Answer Man

Digging into Orlando’s Past

Digging into Orlando’s Past

Q: Is there a secret tunnel connecting the Beacham Theater and the old Angebilt Hotel??

 
A: Local lore has it that in the 1920s, vaudeville stars frequented a passageway between the downtown Orange Avenue buildings (both still standing) to avoid fans at street level. But it may only be urban legend.
For certain, there’s something down there, at least on the Beacham end. In 2007, local historian Steve Rajtar and a TV crew descended through a trap door off the stage and found a passageway about 5 feet high.

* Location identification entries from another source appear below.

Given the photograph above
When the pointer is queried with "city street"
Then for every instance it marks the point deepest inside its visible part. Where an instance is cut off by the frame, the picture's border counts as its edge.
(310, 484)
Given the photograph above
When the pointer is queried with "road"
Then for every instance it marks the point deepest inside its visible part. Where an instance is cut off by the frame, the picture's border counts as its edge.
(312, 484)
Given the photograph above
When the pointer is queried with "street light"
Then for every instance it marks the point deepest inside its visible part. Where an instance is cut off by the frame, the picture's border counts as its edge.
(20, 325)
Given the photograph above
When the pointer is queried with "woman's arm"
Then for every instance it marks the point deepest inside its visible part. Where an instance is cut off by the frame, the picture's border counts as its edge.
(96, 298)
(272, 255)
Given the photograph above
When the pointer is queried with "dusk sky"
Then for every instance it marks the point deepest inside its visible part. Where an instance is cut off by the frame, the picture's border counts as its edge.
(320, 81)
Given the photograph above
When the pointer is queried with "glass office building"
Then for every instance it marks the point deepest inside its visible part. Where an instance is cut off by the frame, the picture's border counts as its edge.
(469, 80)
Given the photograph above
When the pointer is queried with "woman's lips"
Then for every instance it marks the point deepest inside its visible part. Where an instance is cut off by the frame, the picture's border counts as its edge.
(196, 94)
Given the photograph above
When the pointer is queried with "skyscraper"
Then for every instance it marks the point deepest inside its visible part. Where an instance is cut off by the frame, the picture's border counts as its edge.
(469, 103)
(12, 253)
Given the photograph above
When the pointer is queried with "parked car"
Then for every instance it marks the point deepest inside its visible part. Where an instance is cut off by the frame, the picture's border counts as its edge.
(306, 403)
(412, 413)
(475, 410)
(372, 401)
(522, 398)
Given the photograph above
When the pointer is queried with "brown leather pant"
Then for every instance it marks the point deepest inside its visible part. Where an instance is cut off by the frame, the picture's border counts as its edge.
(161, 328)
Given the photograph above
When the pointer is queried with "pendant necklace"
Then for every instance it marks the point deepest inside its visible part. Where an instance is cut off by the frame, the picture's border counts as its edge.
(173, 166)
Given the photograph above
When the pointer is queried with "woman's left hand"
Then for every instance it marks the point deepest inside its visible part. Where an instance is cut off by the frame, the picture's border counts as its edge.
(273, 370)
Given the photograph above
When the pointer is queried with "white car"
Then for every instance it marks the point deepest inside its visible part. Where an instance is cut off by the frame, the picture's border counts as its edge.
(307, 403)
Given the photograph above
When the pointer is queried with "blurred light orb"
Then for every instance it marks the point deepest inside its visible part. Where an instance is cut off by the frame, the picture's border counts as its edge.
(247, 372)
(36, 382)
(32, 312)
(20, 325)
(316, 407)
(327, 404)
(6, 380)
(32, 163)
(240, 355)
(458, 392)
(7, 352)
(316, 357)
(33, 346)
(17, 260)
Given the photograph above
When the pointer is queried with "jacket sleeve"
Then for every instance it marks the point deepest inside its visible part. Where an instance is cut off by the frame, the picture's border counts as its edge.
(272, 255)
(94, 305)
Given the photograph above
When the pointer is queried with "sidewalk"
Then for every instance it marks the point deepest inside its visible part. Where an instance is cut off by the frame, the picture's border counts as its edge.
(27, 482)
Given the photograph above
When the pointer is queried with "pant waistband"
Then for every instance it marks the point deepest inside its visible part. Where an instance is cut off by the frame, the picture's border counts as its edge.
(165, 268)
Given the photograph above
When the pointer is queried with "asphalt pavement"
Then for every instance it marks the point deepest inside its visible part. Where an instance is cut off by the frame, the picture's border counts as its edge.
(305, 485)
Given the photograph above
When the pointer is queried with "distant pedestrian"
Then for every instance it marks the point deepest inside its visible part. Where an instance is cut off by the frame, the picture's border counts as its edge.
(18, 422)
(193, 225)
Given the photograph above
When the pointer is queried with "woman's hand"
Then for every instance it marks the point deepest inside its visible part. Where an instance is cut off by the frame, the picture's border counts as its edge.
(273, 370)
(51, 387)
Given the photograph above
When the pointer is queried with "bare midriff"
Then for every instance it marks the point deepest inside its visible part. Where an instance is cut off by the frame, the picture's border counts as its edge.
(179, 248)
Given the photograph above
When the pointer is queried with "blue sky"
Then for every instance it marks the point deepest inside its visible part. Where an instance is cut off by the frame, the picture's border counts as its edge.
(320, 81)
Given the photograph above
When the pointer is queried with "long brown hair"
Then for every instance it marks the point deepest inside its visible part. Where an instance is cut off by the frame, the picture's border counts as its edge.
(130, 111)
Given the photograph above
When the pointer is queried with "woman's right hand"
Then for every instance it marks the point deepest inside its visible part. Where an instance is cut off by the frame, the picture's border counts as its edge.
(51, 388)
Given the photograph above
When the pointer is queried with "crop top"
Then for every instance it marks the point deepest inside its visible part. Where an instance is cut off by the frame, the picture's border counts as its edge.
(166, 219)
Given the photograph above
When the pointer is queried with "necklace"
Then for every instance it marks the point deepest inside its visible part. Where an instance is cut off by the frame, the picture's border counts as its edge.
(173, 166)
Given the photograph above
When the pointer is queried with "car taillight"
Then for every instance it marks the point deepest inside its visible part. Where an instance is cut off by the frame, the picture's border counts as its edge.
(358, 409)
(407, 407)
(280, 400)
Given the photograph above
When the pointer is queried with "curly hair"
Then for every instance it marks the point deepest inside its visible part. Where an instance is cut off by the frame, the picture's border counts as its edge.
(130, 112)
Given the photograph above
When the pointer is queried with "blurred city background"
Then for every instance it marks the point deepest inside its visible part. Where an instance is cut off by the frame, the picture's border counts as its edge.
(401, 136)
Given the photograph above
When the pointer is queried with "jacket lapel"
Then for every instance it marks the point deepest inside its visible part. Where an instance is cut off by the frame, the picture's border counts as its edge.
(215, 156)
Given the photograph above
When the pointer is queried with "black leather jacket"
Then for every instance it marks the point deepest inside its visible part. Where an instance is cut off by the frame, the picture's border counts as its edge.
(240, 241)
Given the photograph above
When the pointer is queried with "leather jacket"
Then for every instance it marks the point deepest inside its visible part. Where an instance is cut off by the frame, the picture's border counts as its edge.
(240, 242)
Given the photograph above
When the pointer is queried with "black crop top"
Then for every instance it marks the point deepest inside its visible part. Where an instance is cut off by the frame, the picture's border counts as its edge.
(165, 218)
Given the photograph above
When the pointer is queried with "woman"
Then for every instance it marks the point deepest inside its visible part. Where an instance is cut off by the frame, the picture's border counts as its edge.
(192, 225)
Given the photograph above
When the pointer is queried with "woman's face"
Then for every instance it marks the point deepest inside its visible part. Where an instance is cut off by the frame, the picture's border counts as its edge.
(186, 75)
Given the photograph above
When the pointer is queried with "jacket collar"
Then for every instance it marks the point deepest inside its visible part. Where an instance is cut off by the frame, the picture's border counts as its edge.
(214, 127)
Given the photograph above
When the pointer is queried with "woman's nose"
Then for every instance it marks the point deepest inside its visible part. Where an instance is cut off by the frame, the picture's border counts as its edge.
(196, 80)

As they approached Orange, the space shrank to 3 feet and then appeared to be blocked.
“I didn’t try to crawl all the way and figured that any performers at the Beacham would also have been reluctant to do so through cobwebs and rat droppings,’’ Rajtar says.
On the Angebilt end, there have been rumors of a basement door that led to the tunnel. Orlando resident Bill Milligan’s grandfather owned the hotel in the 1920s, and Milligan’s late older brother, Jimmy, used to work there. However, says Bill Milligan, 79, “I never heard a tunnel mentioned. And my brother would have known if there had been one.’’
Another Orlando historian, Joy Wallace Dickinson, raises an intriguing possibility about the Beacham. Recently she toured some historic buildings in Tampa and learned that during renovation, crews came across subterranean spaces about 3 feet high that were used to hide booze during Prohibition. Could it be that our “tunnel’’ was actually a special storage area?
Answer Man proposes a toast to creativity.
 
Ericka Dunlap
 

 

Q: Whatever happened to Ericka Dunlap, Miss America 2004?

 
A: After venturing into country music in Nashville for a few years, Dunlap is back home in Orlando, running her own PR firm and a foundation she created to teach girls how to develop a strong self-image. She also does motivational speaking around the country, sharing team-building skills she learned in 2009 as a contestant onThe Amazing Race with her then-husband (they placed third). 
Dunlap, 30, started her Crown Jewel Foundation in 2007 with an eye toward using teaching sessions and camps to help girls ages 6 to 16 “understand the worth and the value of their own personal brand.’’ And the Boone High-UCF graduate knows something about that subject. After she became the first African-American Miss Florida, and subsequently won the national title, Dunlap had “a sense of invincibility, and I felt like I could take on any of my goals and make them happen.’’ While she didn’t achieve all of them, she has few regrets.
“That’s why a rearview mirror is really small and the windshield is so large—you need to look forward,’’ Dunlap says.